Skip to content

Install apache spark on k8s

In order to run apache spark workloads in kubernetes cluster we need to build the apache spark image and push it to the repository. Install apache spark into the local computer downloading the apache spark package using the command.
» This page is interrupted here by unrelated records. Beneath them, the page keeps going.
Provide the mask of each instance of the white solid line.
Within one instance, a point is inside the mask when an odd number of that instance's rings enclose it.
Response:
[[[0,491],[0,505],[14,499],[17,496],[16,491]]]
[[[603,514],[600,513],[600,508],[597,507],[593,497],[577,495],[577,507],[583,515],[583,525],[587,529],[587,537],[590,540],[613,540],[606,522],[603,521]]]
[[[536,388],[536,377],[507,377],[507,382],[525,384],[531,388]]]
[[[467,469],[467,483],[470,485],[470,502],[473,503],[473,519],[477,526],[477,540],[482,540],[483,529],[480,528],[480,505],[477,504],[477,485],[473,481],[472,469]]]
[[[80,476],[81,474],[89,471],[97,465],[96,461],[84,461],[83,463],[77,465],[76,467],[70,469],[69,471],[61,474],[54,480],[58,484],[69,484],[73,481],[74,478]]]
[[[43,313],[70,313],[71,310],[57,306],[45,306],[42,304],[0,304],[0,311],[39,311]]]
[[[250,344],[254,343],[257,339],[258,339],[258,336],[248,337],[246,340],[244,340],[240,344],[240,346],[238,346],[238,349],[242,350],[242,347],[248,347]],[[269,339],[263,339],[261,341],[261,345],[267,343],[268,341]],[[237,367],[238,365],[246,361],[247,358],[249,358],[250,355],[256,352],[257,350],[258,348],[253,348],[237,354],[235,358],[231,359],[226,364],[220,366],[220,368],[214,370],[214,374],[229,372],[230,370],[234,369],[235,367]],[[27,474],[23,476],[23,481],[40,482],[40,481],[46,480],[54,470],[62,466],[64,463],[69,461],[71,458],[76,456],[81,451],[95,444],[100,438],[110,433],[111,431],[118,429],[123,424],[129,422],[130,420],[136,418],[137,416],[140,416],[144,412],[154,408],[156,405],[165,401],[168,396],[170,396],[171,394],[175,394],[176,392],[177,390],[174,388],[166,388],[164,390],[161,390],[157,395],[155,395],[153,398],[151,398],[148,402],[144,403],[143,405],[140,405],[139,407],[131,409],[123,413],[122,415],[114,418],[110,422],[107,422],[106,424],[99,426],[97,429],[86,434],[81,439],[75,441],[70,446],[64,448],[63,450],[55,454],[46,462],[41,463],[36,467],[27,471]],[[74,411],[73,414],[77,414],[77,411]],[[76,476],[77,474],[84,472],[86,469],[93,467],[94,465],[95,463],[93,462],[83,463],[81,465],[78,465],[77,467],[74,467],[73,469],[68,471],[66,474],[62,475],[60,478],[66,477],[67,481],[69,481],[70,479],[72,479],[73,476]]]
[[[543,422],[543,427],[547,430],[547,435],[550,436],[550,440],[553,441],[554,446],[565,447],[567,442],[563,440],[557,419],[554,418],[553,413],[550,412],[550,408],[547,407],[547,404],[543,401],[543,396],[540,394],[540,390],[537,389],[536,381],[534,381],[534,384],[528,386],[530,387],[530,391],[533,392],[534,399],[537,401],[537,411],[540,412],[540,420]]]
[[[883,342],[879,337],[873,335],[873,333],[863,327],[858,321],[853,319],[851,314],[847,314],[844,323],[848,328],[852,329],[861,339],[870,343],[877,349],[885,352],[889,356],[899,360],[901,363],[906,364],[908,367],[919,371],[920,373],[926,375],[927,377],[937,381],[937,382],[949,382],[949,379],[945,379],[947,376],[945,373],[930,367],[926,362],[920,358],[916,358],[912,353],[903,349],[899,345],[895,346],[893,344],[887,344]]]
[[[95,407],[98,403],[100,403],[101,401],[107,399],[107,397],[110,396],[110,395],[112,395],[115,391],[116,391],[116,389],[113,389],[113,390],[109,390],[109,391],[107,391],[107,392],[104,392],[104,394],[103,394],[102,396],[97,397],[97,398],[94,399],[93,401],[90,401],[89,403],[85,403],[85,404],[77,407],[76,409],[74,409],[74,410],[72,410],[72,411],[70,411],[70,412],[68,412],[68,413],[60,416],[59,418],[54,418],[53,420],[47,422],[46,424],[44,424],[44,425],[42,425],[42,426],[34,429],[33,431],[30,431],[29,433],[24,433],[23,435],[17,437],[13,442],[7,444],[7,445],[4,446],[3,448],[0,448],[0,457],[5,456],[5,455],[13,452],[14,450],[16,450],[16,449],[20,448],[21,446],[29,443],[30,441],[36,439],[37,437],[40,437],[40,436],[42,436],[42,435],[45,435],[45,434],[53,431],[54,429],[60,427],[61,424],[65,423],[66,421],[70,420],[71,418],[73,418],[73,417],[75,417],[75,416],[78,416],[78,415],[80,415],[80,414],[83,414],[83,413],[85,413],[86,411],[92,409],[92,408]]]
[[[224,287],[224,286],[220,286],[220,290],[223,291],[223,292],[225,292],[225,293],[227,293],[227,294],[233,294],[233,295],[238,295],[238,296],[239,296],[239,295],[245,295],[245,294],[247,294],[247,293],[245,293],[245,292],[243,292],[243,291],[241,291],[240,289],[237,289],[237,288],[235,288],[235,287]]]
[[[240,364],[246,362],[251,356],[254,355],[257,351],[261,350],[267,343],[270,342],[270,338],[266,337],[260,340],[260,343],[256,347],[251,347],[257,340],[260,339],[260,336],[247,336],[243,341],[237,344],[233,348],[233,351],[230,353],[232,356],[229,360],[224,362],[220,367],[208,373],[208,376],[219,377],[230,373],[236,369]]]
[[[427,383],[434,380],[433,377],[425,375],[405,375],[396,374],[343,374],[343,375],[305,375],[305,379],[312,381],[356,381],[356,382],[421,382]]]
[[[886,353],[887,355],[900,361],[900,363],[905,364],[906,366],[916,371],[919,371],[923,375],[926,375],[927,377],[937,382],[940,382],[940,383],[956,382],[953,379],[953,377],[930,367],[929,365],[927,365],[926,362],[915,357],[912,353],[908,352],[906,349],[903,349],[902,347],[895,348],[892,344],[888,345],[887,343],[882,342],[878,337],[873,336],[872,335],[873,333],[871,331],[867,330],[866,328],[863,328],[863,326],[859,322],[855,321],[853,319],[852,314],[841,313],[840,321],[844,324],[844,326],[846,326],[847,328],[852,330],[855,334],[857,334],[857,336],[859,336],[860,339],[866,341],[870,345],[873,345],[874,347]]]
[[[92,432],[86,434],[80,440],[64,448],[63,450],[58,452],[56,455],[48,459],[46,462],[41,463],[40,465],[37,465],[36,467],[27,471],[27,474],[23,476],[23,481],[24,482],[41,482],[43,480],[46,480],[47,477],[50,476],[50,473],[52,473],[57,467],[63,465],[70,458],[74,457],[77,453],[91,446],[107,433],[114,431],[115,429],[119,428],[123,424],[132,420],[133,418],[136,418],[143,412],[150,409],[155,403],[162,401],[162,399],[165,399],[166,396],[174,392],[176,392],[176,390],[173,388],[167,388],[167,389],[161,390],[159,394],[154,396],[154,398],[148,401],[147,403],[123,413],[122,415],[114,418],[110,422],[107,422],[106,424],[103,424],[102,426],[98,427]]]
wget -c https://dlcdn.apache.org/spark/spark-3.2.0/spark-3.2.0-bin-hadoop3.2.tgz

Setup apache spark on mac

Unzip spark package on mac using the following command

tar zxvf spark-3.2.0-bin-hadoop3.2.tgz
sudo mv spark-3.2.0-bin-hadoop3.2 /opt/spark

Setup following in ~/.bash_profile file

export SPARK_HOME=/opt/spark
export PATH=$PATH:/usr/local/sbin:$SPARK_HOME/bin:$SPARK_HOME/sbin

Build the spark kubernetes image using the command

docker-image-tool.sh -r registry.logpoint.com.np/spark -t 0.0.1 build
docker-image-tool.sh -r registry.logpoint.com.np/spark -t 0.0.1 push

RBAC Setup

on a RBAC enabled cluster, create service account and assing relevant clusterrolebindings to the service accounts using the following commands.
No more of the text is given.